Un anno di guerra. Un anno di violenza, morte e distruzione.
Un anno in cui la logica della prevaricazione e la spirale dell’odio sembrano non conoscere alternative. Quel 24 febbraio 2022 ci siamo svegliati tutti increduli davanti alle notizie degli attacchi missilistici russi sull’Ucraina, con i carri armati di Mosca impegnati a varcare i confini. Oggi, alla vigilia di questo tragico anniversario, ci interroghiamo sugli ultimi 12 mesi di devastazione in Ucraina, che hanno riportato la guerra nel cuore dell’Europa; ad alzarsi, indomita e instancabile, c’è solo una voce forte e chiara che continua a chiedere di aprire processi di pace: quella di papa Francesco. Mai così isolato nel contesto internazionale eppure sempre più ragionevole nell’invocare la “profezia della pace” che scardina la logica del conflitto.
«Le paure trovano alimento nell’ignoranza e nel pregiudizio per degenerare facilmente in conflitti. L’educazione è il loro antidoto» ha detto di recente il santo padre parlando al Corpo diplomatico.
«Se ci fosse un’educazione di popolo, tutti starebbero meglio» disse monsignor Luigi Giussani – di cui abbiamo recentemente celebrato l’anniversario della salita al Cielo – dopo la strage di Nassirya del 2003.
E allora, quale compito possiamo avere noi, Chiesa e popolo di Dio, se non quello di farci costruttori di luoghi di educazione alla bellezza e alla speranza, promotori di luoghi di incontro, dialogo e pace, nei quali sia possibile imparare a riconoscere il valore della persona, di ogni persona?
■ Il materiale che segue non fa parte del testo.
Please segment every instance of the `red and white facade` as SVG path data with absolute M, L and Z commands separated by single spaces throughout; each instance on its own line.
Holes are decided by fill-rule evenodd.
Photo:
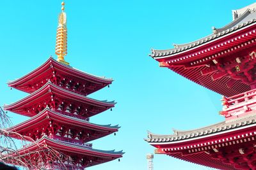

Luoghi in cui si possa fare esperienza che l’altro è davvero un bene per me, per la mia vita.
È da questa consapevolezza che inizia la pace: partendo dalle nostre famiglie, dai luoghi di lavoro, dalle nostre comunità, fino ai livelli istituzionali.
Occorre risvegliare tra noi questo anelito alla pace, ad una pace che contempli giustizia e perdono, ad una pace che – ricalcando le parole di San Paolo – sia l’auspicio affinché «verità e carità dimorino tra voi in abbondanza».
Una pace che si fonda sul perdono come dono di Dio, sul riconoscimento del valore dell’altro.
«Quale può essere il contributo dei cattolici russi e ucraini alla causa della pace?» è stato chiesto all’arcivescovo di Mosca monsignor Paolo Pezzi in una recente intervista ad Agensir. «Il perdono, non mi stancherò mai di dirlo. Solo il perdono riuscirà a sanare le lacerazioni più profonde» è stata la sua risposta.
Ad un anno dall’inizio di questa tragedia che, come ci ricorda il papa, è un ulteriore tassello di una «guerra mondiale a pezzi», facciamoci costruttori di luoghi di pace, promotori di pace e verità negli ambienti che abitiamo e che viviamo.